16.04.2019 14:52 Age: 1 yrs

Important: Expiration date of our CA Certificates (G1) ahead

By: DFN-AAI Team

Please be aware of the fact that the first generation of certificates issued by our Certification Authority DFN-PKI will expire on July 9th 2019 (11:59 p.m. UTC). Signing of federation metadata will be switched to G2-only on Mai 23rd.


For Service Providers not using DFN-PKI certificates for the SP and/or web server, it is still necessary to update your configuration for signature validation.

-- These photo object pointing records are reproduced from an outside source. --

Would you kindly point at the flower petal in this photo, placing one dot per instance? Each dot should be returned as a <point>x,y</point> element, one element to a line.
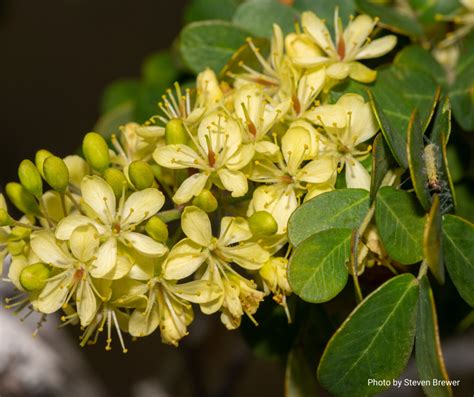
<point>196,225</point>
<point>378,47</point>
<point>144,244</point>
<point>45,246</point>
<point>100,197</point>
<point>183,260</point>
<point>140,206</point>
<point>356,175</point>
<point>106,258</point>
<point>67,225</point>
<point>234,181</point>
<point>191,187</point>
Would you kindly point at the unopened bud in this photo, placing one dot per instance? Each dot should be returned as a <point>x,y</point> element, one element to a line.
<point>141,175</point>
<point>5,219</point>
<point>30,178</point>
<point>34,277</point>
<point>206,201</point>
<point>22,198</point>
<point>56,173</point>
<point>175,132</point>
<point>41,156</point>
<point>96,151</point>
<point>116,179</point>
<point>157,229</point>
<point>262,223</point>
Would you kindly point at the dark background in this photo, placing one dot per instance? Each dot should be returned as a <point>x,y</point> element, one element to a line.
<point>57,56</point>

For the last two years, we have been delivering our federation metadata in two flavours, that is signed by an old and by a new key. As of May 23rd 2019, we will only sign with a second generation key. Please check if your SP validates the metadata correctly (Metadata Provider example configuration). It has to point to DFN-PKI's G2 certificate. You can find the download URLs for the G2-signed federation metadata, the certificate for signature validation and its SHA-256 fingerprint in our documentation.

Please bear in mind that the federation metadata are valid for a period of 5 days. If you run into problems with signature validation on May 28th 2019 please recheck your configuration.

Do not hesitate to contact us with questions at hotline@aai.dfn.de.

Warning: IdPs and SPs with expired certificates are automatically removed from DFN-AAI.